The IAEA statement seemed aimed at quashing any impressions raised by its watchdog report on Iran's disputed nuclear program on Thursday that the accounting shortfall might have been deliberate evasion.
The issue is important due to suspicions, denied by Tehran, that it may put uranium enrichment to making atom bombs and concern about the ability of the IAEA's restricted mission in Iran to keep track of nuclear advances there.
The IAEA report showed a significant increase in Iran's reported stockpile of low-enriched uranium (LEU) since November to 1,010 kg - enough, some physicists say, for possible conversion into high-enriched uranium for one bomb.
'Facility subject to video surveillance'
That figure was based on an amount registered by an IAEA inventory check in November that turned out to be greater by one-third than Iran's own estimate provided to inspectors.
"The (IAEA) has no reason at all to believe that the estimates of LEU produced in the (Natanz) facility were an intentional error by Iran. They are inherent in the early commissioning phases of such a facility when it is not known in advance how it will perform in practice," said IAEA spokeswoman Melissa Fleming.
"Iran has provided good cooperation on this matter and will be working to improve its future estimates," she said.
"No nuclear material could have been removed from the facility without the agency's knowledge since the facility is subject to video surveillance and the nuclear material has been kept under seal."
Fleming said estimates of enrichment output were based on the operator's predictions of how the plant will perform.
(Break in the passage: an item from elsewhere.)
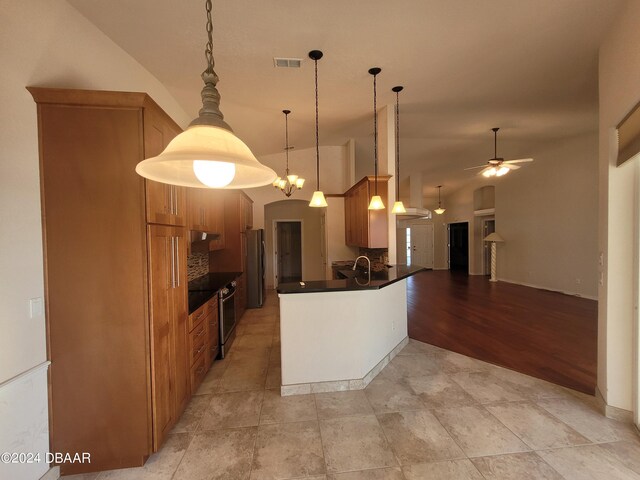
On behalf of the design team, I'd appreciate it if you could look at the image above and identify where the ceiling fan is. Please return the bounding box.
[465,127,533,178]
They are not formal declarations by the country.
The verified LEU figure was based on an inventory check that IAEA inspectors perform once a year.
Such infrequency, some US analysts suggested, meant there was a theoretical risk that any removal of LEU for reprocessing into high-enriched uranium at an undeclared production site might not be swiftly noticed.
David Albright, head of the Institute for Science and International Security in Washington, which closely tracks Iranian nuclear activity, said the IAEA would need to do inventories more often as Iran's LEU stockpile rose.
Iran says it wants a nuclear fuel industry solely to meet rising electricity demand and has promised to keep IAEA monitoring of its two declared nuclear production centers.
But Iran has barred IAEA access elsewhere in reprisal for being hit with UN sanctions for refusing to suspend enrichment and opening up to watchdog inquiries into past activities.
Now off-limits to the IAEA are Iranian research and development plants. Iran is also withholding advance design information about planned facilities such as a heavy-water reactor the West fears could make bomb-grade plutonium. Iran says it will produce isotopes for medicine and agriculture.